It’s hard to believe that Kingdom New Lands is already a couple years old and that we’re getting a brilliant sequel this week (out now) on the Switch as well as PC. If you haven’t played the series before, I like to call Kingdom the strategy game for people who say they don’t like strategy games. I mean, regular strategy fans will adore it too, but Kingdom’s intuitive menu-light gameplay and intuitive side-scrolling presentation and controls make it an ideal game for people who are usually put off by the management aspects of strategy games. And, simply put, Kingdom Two Crowns is an ideal sequel that builds upon the original in all the right ways while also adding glorious couch co-op.

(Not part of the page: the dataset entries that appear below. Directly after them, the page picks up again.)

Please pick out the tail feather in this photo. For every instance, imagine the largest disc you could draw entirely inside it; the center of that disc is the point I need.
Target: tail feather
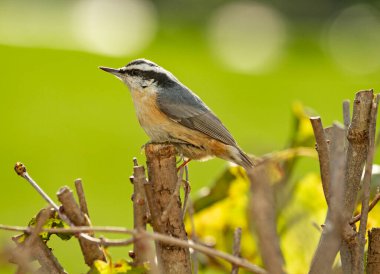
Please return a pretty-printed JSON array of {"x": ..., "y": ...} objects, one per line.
[{"x": 245, "y": 161}]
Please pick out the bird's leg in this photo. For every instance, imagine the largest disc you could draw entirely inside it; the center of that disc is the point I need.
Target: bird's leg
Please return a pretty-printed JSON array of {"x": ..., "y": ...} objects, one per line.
[
  {"x": 184, "y": 164},
  {"x": 187, "y": 188}
]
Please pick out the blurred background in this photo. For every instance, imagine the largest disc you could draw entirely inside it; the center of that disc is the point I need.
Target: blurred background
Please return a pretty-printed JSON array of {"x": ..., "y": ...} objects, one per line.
[{"x": 250, "y": 61}]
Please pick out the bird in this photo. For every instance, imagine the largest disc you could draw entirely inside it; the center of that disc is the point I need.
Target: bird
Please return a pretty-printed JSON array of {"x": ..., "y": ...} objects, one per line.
[{"x": 169, "y": 112}]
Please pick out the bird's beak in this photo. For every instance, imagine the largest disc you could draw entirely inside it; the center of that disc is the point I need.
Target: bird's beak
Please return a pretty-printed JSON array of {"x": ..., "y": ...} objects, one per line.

You begin the game with little more than a dirt pile, some coins, and a crown. Marooned on a new land by yourself, you quickly use your coins to pay vagrants to help build up a camp and protect it, and soon enough you’re on your way towards building a new kingdom. But as night falls, each night, a swarm of evil demons rush your little hamlet and your defenses must hold them off. If they get to you, and take your crown, it’s game over. Or rather, that was the way things were in Kingdom New Lands.
In Two Crowns, gone is the rogue-like “start over again” mechanic, replaced instead by the notion that a new king or queen comes to the land and picks up where you left off. They rebuild your defenses and take over your kingdom. It’s a much less daunting way to play through the content of Kingdom, and makes it easier to reach the game’s other regions, find the new technologies and unlock the new units and defenses. I think that without eschewing the roguelike mechanic of the earlier games, most people would never see all the brand new content, and frankly – it’s just more fun this way.
What truly makes Two Crowns stand out from its predecessor though is the fact that you can now play with a friend locally in horizontal split-screen action. Not only does this make things less stressful because you can each watch either side of your defenses, but it also means one can explore the lands while the other sets things up in town, and vice versa. It’s a glorious way to play the game, and I can’t wait until the online multiplayer comes in a later update so that I might try the co-op with friends who don’t live in the same house.